A biker is not a biker without the leather: leather jacket, leather vest, leather chaps, leather boots, leather belt. Studded, fringed, pinned, plain and covered in patches.
Some stretch across the backside of a jacket. Some are the size of a palm, circular or square, and even shaped like flames. They are as different as the bikers who don them this week at the Outer Banks.
It’s Bike Week and the North Carolina State H.O.G. Rally. In motorcycle, H.O.G. spells Harley-Davidson Owner Group.
"They like to display who they are," said Tammy Johnson, who sells patches at motorcycle rallies around the country. "That’s what bikers are about. It’s a statement."
Ken Fuhrer is all about being a Christian. He’s got a Christian Motorcycle Association patch on the front of his jacket and one with a cross that says "Riding for the Son."
Bikers are every where. They are in clusters, rumbling down the highway or cruising along the Beach Road; filling up restaurant and hotel parking lots; at gas stations, landmarks and shopping at the open-air markets set up just for them.
At these markets, Johnson and other vendors peddle special items to suit bikers’ fancies.
She ran one of several booths at Jeanette’s Pier in Nags Head on Thursday.
Butch Cunningham bought a Harley-Davidson patch with an American flag from Johnson. He had it stitched on right there, while his wife, Denise, browsed.
The couple came up from Georgia on the Harley Road King they bought three years ago. Before that, they rode a Honda. The y have traveled to bike weeks and rallies in Georgia, Florida and South Carolina.
This is the first year the Outer Banks has been home to the H.O.G. rally, which began Thursday and ends Sunday. It’s usually in Asheville. The change in scenery has proved popular: About 2,100 people pre-registered this year.
Ally Cassorla, marketing director for Outer Banks Harley-Davidson, said state rallies usually bring about 1,200 people. She was expecting an additional 1,000 to register once they got here.
"Bikers are always looking for a good place to ride", Cassorla said, the ride is what it’s all about it.
"But you’ve got to have the leather", says Denise Cunningham, who sported a vest and boots and chaps over her jeans. "Leather protects against the weather and spills, but it also contributes to a look. You’ve got to collect the patches and the pins. But it’s all about the ride and the freedom that comes with it".

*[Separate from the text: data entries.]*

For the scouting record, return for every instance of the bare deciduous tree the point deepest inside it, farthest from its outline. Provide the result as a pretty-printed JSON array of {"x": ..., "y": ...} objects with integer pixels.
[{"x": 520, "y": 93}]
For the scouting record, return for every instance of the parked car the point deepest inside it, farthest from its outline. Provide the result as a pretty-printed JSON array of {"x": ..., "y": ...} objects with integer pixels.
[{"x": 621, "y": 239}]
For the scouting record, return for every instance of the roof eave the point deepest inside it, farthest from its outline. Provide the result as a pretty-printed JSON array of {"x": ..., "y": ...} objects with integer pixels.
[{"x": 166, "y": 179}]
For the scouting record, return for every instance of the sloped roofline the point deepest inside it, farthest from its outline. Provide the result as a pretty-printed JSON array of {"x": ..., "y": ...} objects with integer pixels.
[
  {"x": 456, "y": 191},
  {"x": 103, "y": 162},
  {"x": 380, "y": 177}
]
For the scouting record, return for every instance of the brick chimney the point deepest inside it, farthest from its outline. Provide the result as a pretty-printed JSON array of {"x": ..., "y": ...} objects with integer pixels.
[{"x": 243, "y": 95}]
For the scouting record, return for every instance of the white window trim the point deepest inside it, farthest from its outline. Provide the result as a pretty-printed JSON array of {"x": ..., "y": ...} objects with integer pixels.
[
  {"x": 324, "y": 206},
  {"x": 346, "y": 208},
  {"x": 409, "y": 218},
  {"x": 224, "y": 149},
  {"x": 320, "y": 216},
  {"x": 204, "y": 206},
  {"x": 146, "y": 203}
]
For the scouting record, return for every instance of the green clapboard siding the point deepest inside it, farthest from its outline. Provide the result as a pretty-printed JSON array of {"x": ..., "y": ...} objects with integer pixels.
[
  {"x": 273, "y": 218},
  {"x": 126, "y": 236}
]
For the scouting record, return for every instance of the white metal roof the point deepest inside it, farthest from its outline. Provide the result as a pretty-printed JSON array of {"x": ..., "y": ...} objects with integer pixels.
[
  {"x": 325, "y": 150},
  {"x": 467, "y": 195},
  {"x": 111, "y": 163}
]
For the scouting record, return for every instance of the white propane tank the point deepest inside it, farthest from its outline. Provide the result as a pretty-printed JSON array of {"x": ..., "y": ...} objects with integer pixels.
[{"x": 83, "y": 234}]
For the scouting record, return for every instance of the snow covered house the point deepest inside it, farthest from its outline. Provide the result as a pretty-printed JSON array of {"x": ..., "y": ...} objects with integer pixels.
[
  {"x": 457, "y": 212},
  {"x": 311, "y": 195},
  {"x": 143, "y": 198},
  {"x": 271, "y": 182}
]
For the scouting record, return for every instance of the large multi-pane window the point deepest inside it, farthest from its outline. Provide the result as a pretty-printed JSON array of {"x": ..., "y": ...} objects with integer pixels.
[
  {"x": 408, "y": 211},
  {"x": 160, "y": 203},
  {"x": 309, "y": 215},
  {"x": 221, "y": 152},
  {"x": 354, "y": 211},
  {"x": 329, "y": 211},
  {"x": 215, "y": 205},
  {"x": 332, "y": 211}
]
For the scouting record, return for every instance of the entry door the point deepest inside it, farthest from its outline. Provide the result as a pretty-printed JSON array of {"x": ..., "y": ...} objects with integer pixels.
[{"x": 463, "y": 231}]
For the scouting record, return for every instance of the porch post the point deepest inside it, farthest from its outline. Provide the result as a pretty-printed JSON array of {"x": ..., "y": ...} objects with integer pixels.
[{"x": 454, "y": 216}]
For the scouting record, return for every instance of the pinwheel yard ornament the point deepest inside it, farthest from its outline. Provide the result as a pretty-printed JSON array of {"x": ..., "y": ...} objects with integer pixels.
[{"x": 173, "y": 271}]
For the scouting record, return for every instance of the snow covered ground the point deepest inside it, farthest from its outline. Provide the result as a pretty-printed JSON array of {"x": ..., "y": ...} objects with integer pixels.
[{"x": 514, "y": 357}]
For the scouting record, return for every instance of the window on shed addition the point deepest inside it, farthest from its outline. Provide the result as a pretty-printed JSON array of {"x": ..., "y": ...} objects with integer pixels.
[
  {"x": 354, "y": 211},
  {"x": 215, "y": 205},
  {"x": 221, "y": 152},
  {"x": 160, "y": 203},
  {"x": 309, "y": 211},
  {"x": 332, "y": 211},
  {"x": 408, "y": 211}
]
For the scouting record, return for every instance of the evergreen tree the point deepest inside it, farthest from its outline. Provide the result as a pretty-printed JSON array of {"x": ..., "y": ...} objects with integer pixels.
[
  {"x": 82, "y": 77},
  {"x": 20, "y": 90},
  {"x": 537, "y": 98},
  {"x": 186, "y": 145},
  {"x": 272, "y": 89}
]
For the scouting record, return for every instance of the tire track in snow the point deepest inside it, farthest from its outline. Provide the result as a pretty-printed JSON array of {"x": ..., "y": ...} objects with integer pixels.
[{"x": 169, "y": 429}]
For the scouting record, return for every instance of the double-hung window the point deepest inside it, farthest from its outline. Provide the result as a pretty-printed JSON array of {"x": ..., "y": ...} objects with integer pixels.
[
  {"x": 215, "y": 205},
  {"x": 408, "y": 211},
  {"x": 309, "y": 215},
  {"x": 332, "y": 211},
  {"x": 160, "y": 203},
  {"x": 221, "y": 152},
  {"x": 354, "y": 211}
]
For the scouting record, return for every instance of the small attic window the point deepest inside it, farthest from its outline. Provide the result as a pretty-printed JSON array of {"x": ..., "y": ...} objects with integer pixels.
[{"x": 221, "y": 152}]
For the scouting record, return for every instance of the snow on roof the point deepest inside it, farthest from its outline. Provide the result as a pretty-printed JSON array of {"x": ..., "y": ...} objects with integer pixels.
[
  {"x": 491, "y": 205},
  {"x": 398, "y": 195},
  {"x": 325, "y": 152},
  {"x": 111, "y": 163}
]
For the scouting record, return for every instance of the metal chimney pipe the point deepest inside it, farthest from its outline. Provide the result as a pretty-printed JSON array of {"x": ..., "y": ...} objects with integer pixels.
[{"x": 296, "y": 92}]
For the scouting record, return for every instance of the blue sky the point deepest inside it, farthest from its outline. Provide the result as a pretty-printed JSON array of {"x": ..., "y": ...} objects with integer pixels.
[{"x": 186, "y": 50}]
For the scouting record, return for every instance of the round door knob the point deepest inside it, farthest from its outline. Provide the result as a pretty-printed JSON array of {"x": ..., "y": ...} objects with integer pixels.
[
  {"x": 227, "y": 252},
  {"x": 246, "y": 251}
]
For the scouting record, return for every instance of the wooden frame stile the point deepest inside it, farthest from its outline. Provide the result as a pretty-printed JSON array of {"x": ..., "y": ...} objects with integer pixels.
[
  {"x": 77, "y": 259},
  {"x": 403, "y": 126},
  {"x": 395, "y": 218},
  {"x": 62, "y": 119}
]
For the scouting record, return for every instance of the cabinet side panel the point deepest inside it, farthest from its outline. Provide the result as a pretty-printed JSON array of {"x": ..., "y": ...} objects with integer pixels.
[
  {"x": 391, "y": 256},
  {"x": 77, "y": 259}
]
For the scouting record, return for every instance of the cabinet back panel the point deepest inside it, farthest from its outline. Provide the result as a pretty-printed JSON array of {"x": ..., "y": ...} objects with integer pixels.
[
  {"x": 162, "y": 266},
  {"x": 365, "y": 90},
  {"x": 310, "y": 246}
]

Spike Jenkins bought his first Harley after his divorce 10 years ago. He got "Harley-Davidson" tattooed around his head and orange flames where his eyebrows would be. He’s got seven piercings in his ears.
"I’m me now," he said.
"We’re going through our second childhood," added Brenda Gregory, who rode with Jenkins from Conway. She doesn’t have her own Harley, but she’s got the get-up, boots, a studded pink T-shirt and a studded belt.